`stages.deduplication.semantic.kmeans`#

Module Contents#

Classes#

`KMeansReadFitWriteStage`	KMeans clustering stage that requires RAFT for distributed processing.
`KMeansStage`	KMeans clustering stage that requires RAFT for distributed processing.

Data#

`COSINE_DIST_TO_CENT_COL`
`L2_DIST_TO_CENT_COL`

API#

stages.deduplication.semantic.kmeans.COSINE_DIST_TO_CENT_COL#: ‘cosine_dist_to_cent’

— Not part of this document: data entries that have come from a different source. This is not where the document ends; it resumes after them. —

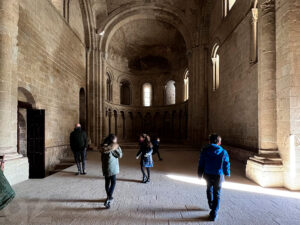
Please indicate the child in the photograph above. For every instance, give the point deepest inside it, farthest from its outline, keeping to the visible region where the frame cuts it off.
(155, 142)
(6, 192)
(145, 152)
(111, 152)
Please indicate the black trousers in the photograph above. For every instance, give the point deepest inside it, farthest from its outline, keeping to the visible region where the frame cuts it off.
(213, 191)
(156, 151)
(80, 157)
(110, 184)
(143, 172)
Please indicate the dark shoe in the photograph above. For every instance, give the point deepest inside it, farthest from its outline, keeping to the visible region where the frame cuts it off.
(107, 206)
(108, 202)
(144, 180)
(213, 216)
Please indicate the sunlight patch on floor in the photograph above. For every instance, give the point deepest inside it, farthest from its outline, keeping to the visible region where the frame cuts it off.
(239, 187)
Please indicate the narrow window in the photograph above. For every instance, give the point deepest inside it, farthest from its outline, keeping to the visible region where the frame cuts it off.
(216, 67)
(170, 93)
(125, 93)
(186, 85)
(147, 94)
(228, 4)
(108, 88)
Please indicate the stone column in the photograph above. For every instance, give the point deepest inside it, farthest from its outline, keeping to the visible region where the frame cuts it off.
(16, 167)
(267, 76)
(266, 168)
(288, 86)
(9, 17)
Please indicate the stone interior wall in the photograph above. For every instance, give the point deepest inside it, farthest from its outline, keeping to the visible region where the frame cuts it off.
(136, 82)
(75, 18)
(127, 122)
(233, 107)
(22, 132)
(288, 88)
(51, 67)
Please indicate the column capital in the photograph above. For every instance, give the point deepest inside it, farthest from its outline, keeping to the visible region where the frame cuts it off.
(254, 17)
(268, 6)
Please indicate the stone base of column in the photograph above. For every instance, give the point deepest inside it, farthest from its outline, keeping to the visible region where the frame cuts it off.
(16, 168)
(266, 169)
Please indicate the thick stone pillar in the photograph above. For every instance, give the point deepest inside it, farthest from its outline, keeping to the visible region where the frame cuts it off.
(288, 86)
(9, 17)
(16, 166)
(266, 168)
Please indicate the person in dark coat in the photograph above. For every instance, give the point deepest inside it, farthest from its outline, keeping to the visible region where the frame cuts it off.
(110, 154)
(145, 152)
(79, 144)
(155, 142)
(213, 165)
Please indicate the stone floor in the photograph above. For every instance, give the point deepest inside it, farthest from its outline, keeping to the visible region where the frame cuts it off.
(174, 196)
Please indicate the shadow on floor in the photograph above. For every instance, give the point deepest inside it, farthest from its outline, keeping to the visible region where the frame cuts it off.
(66, 200)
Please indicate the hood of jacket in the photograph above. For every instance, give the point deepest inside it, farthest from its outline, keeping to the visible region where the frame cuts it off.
(215, 149)
(109, 148)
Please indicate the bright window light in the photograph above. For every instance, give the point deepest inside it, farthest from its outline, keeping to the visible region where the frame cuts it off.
(147, 94)
(239, 187)
(231, 3)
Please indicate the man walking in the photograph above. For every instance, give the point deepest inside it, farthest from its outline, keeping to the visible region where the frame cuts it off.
(213, 165)
(79, 143)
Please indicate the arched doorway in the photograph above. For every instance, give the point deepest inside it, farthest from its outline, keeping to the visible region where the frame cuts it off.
(31, 133)
(82, 108)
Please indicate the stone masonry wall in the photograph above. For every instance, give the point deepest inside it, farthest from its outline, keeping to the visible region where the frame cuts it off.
(51, 66)
(233, 107)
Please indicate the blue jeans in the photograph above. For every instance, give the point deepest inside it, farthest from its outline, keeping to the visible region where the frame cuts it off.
(80, 157)
(214, 185)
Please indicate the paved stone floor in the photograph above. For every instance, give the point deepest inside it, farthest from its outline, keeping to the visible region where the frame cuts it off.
(174, 196)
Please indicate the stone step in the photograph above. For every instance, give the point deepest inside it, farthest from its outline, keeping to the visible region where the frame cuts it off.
(266, 161)
(273, 156)
(268, 151)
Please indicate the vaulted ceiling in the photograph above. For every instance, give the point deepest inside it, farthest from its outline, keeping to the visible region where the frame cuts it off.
(147, 46)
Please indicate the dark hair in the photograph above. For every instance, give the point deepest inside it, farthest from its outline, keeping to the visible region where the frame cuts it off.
(214, 138)
(143, 135)
(109, 139)
(148, 141)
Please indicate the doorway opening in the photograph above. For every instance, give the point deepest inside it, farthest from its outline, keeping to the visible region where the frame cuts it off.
(31, 133)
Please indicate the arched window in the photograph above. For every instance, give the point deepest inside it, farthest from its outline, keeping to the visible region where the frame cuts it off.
(186, 85)
(125, 93)
(170, 93)
(108, 88)
(216, 67)
(147, 94)
(228, 4)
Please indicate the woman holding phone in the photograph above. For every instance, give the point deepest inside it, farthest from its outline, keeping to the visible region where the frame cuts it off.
(145, 152)
(6, 192)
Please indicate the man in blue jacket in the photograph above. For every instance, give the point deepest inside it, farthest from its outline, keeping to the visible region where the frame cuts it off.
(213, 165)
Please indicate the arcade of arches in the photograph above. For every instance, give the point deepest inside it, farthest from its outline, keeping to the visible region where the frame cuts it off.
(177, 69)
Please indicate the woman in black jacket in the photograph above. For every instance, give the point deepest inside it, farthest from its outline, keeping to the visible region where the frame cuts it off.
(145, 152)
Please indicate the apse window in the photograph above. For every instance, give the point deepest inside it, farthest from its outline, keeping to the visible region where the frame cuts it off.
(216, 67)
(228, 4)
(170, 93)
(108, 88)
(125, 93)
(147, 94)
(186, 85)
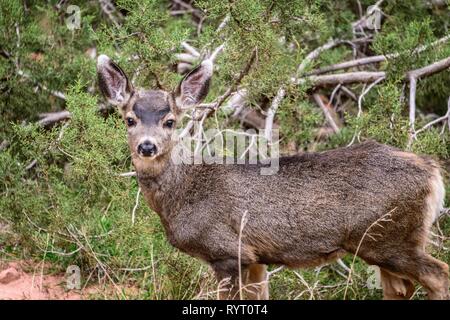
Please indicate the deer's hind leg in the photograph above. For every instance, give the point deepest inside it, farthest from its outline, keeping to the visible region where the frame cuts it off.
(394, 287)
(256, 286)
(252, 284)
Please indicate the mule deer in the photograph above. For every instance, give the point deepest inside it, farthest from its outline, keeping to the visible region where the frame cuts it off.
(318, 206)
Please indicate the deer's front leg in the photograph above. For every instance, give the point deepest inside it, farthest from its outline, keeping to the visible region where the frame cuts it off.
(251, 284)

class stages.deduplication.semantic.kmeans.KMeansReadFitWriteStage(id_field: str, embedding_field: str, output_path: str, filetype: typing.Literal[parquet, jsonl], n_clusters: int, metadata_fields: list[str] | None = None, embedding_dim: int | None = None, verbose: bool = False, max_iter: int = 300, tol: float = 0.0001, random_state: int = 42, init: typing.Literal[k-means||, random] | numpy.ndarray = 'k-means||', n_init: int | typing.Literal[auto] = 1, oversampling_factor: float = 2.0, max_samples_per_batch: int = 1 << 15, read_kwargs: dict[dict] | None = None, write_kwargs: dict[dict] | None = None)#

Bases: nemo_curator.stages.base.ProcessingStage[nemo_curator.tasks.FileGroupTask, nemo_curator.tasks._EmptyTask], nemo_curator.stages.deduplication.io_utils.DeduplicationIO

KMeans clustering stage that requires RAFT for distributed processing.

Initialization

KMeans clustering stage that requires RAFT for distributed processing.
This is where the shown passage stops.